Everything I do with these books is out of sequence, disorderly, not my usual MO while writing a novel. First, I started putting up scenes from Gypsy, the mother of the series, on my blog. Then for Christmas, I put the entire book on my website for free. Happy Holidays! Next, I  once again interrupted the book of my heart, just days from its being finished, to indie publish Gypsy I haven’t done a lot of promo, but expected I’d give Gypsy some free days on Kindle at some point.

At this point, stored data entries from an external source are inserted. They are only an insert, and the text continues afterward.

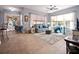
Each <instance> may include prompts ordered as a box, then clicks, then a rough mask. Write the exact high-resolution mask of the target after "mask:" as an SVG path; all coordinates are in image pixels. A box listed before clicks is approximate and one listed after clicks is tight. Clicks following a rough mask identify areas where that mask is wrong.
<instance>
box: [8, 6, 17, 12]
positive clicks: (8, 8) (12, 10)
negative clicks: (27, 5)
mask: <svg viewBox="0 0 79 59" xmlns="http://www.w3.org/2000/svg"><path fill="white" fill-rule="evenodd" d="M8 9H9V10H10V11H17V9H16V8H14V7H8Z"/></svg>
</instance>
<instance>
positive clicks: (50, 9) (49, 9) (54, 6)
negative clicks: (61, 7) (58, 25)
mask: <svg viewBox="0 0 79 59" xmlns="http://www.w3.org/2000/svg"><path fill="white" fill-rule="evenodd" d="M47 9H48V10H51V11H52V10H57V9H58V8H57V7H56V6H55V5H50V6H49V7H47Z"/></svg>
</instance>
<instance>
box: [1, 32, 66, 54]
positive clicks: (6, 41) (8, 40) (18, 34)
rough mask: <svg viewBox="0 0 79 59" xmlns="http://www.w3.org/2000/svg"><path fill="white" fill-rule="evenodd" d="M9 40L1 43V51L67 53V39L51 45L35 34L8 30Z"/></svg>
mask: <svg viewBox="0 0 79 59" xmlns="http://www.w3.org/2000/svg"><path fill="white" fill-rule="evenodd" d="M8 35H9V40H8V41H6V42H5V43H3V44H2V45H0V53H6V54H7V53H9V54H10V53H11V54H12V53H14V54H16V53H20V54H21V53H24V54H65V52H66V51H65V41H64V40H63V39H60V40H59V41H58V42H56V43H55V44H53V45H51V44H49V43H47V42H46V41H44V40H41V39H40V38H38V37H37V36H35V35H33V34H20V33H15V32H8Z"/></svg>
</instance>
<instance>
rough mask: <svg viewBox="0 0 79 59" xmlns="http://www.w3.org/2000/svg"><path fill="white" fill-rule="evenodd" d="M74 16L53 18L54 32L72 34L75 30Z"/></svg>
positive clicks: (70, 14) (67, 14)
mask: <svg viewBox="0 0 79 59" xmlns="http://www.w3.org/2000/svg"><path fill="white" fill-rule="evenodd" d="M74 16H75V14H74V13H68V14H63V15H57V16H52V17H51V27H52V31H53V32H55V33H62V34H70V33H71V31H72V30H73V29H75V23H74V19H75V17H74Z"/></svg>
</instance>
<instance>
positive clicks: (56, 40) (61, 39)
mask: <svg viewBox="0 0 79 59" xmlns="http://www.w3.org/2000/svg"><path fill="white" fill-rule="evenodd" d="M34 35H35V36H37V37H38V38H41V39H42V40H44V41H46V42H47V43H49V44H54V43H56V42H58V41H59V40H64V38H65V36H64V35H63V34H60V33H59V34H57V33H52V34H45V33H35V34H34Z"/></svg>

Then a chance meeting with my Gypsy cover artist the other day resulted in me telling him about what I’d heard regarding New Adult series. (If Gypsy is the mother book, the traveling girls are her NA offspring.) One of the things I heard about NA series is that readers like the covers the same, not exactly, but similar enough to be recognizable. James* said “I have the perfect cover for you.”

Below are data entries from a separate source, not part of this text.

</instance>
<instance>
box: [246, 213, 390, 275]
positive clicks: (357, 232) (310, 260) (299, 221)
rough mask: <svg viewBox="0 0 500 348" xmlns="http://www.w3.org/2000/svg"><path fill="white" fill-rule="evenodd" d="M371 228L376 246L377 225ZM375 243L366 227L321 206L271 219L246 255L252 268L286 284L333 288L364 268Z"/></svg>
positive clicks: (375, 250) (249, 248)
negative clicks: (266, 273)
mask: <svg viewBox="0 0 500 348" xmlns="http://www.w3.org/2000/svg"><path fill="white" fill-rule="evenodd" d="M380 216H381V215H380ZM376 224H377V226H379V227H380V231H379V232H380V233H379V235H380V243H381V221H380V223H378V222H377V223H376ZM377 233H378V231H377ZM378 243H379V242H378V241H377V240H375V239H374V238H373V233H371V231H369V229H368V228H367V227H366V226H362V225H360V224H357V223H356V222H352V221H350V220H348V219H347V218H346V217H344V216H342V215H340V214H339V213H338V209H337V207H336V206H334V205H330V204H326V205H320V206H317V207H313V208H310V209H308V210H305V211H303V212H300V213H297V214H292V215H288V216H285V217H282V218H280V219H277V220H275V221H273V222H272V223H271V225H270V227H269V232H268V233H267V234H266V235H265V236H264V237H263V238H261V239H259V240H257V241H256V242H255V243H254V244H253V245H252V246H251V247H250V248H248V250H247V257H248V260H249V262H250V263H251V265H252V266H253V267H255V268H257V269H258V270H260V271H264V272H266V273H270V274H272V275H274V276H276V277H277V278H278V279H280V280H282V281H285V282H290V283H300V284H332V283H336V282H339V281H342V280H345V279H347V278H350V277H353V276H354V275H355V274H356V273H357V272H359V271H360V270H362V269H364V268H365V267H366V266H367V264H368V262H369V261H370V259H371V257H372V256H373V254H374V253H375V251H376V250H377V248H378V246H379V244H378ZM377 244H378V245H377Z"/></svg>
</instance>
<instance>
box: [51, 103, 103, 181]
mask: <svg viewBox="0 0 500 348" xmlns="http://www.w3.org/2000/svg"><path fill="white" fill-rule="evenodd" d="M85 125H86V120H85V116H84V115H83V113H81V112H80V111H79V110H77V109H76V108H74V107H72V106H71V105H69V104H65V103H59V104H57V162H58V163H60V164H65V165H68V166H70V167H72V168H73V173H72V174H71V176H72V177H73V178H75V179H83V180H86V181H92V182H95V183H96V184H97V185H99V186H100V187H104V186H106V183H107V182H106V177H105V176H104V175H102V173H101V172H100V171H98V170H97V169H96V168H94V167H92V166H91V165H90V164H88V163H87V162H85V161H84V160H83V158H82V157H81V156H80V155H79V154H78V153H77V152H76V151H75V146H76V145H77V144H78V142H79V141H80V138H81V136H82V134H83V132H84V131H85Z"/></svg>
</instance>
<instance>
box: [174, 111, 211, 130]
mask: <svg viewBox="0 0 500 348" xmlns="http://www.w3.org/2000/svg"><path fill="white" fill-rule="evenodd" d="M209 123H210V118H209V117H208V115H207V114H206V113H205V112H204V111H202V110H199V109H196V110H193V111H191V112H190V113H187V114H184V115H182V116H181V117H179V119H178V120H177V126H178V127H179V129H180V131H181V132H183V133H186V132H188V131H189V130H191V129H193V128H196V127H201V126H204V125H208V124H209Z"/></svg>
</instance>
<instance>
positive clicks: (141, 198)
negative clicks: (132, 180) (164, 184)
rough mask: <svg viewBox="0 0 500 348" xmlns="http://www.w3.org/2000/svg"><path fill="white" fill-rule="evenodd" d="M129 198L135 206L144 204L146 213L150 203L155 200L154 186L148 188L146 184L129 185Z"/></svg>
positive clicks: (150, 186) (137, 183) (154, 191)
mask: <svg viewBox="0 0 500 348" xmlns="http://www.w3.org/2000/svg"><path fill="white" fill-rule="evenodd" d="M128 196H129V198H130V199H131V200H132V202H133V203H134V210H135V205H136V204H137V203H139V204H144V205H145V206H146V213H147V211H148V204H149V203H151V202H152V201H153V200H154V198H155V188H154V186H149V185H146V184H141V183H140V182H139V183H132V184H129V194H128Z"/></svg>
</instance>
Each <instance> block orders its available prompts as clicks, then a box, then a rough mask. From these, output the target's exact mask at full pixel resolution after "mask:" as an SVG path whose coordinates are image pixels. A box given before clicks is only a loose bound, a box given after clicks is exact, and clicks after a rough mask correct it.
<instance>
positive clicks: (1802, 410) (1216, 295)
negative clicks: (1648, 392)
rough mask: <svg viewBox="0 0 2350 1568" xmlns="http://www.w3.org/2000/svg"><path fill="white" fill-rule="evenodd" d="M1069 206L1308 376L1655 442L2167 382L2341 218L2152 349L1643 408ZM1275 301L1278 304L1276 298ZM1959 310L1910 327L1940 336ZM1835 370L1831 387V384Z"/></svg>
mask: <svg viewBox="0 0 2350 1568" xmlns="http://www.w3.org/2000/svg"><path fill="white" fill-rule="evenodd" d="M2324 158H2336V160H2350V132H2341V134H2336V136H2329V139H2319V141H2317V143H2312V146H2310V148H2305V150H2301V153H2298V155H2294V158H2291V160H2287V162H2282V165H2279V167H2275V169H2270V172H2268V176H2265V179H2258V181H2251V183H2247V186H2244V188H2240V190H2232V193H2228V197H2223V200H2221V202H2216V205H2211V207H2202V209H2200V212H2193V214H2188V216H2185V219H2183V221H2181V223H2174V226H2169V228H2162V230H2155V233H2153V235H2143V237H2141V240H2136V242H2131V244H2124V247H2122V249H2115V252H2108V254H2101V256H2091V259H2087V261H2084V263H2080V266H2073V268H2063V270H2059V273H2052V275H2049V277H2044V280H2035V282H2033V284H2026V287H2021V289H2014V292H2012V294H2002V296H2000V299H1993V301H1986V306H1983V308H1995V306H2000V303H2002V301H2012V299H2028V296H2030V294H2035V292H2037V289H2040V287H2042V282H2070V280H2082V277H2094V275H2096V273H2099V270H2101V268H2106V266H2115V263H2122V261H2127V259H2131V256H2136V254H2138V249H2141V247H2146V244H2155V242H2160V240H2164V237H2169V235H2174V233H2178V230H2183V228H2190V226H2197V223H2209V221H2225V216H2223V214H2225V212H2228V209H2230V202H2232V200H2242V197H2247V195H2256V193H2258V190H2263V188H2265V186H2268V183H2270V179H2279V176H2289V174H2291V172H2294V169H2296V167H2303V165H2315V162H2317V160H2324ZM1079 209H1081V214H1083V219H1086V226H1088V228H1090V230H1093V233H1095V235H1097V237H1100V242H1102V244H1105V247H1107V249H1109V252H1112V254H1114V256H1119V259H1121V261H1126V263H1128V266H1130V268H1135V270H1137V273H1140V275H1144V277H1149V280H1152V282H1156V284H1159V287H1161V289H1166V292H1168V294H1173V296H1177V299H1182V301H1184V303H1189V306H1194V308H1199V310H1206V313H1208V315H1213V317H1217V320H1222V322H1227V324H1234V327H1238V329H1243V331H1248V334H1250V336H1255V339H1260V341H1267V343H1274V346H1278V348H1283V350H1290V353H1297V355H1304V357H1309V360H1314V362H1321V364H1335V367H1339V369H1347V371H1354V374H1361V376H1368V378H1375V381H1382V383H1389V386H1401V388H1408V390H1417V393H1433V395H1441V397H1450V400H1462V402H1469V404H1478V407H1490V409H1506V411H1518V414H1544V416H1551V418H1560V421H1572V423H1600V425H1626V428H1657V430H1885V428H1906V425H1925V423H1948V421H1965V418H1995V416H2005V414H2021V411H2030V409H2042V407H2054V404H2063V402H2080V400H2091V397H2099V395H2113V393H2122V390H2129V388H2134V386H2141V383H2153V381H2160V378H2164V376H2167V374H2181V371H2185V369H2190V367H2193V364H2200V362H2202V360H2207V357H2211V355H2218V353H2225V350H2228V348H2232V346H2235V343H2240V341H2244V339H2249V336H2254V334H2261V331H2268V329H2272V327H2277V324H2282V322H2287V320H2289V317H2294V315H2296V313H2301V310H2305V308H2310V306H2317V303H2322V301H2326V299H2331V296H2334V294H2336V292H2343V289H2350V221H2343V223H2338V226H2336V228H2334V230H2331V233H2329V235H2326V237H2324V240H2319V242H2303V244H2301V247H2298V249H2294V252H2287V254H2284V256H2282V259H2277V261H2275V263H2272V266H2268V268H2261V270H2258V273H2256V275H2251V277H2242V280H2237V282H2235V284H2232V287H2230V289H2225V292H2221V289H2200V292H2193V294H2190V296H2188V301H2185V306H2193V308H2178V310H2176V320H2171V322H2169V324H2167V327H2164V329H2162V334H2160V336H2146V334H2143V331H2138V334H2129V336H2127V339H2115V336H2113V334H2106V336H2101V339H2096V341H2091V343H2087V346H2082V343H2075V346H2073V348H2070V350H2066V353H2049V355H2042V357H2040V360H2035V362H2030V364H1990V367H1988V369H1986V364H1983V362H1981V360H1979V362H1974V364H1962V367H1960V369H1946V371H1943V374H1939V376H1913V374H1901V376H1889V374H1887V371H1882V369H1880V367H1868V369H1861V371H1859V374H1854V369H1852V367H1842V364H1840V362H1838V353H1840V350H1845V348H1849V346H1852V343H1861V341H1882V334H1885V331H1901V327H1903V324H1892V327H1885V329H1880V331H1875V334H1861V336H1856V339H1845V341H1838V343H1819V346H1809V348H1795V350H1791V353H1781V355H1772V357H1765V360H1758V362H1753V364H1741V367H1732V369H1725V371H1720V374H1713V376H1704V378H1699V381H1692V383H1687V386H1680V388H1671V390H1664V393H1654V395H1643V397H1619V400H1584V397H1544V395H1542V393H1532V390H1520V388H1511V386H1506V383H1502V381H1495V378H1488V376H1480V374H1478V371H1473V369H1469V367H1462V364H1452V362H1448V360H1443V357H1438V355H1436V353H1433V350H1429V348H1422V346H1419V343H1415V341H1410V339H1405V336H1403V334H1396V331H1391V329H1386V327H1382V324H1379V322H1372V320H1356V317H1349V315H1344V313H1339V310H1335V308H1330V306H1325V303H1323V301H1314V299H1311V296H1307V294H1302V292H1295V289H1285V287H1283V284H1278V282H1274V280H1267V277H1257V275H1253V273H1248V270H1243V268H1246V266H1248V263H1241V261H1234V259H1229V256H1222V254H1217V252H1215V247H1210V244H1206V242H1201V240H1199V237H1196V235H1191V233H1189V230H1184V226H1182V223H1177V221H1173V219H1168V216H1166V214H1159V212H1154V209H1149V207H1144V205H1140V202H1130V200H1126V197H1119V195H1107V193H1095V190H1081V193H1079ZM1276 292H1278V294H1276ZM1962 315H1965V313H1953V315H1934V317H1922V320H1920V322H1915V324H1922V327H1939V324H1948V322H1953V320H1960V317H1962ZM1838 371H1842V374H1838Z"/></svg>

I didn’t even have a name for the second book yet, although I had pulled the manuscript out of the deep file it was buried in. So James and I did a bit of brainstorming and between us figured out how to fit “Traveling Girls” into the cover. I found my perfect title. The image is stunning, but really, a cover before a properly edited story? I just didn’t want him to sell it to anyone else. Once he sells a cover, he takes it off his “buy” shelf.

So I decided it would be fun to put the cover up as a blog post. Ha! I have this thing, I don’t know why, but many, many of my photos get cut off when I transfer them from my pictures to Word Press. I tried so many fixes, and my lovely friend Bodicia offered to help as hours were going by and I was not getting the image right.

I tried a few more things and presto! I had my blog entry. Just the new cover shot with the new book title, but I loved it. The title was at the bottom instead of the top, but that’s fine. Then I noticed my sidebar was blank. Oh dear. I went ahead and tried to correct it but when all came to nothing, took Bodicia up on her offer to help. She restored my book images and links as well as some other stuff.

I do have plans for this series that mysteriously inserted itself into my conscious mind, front and center, at a not-so-great time. Maybe it’s good cosmic timing. You will be hearing more about this paranormal series soon, but for now, I’m keeping it under wraps until I can wind up that book of my heart that I finally finished.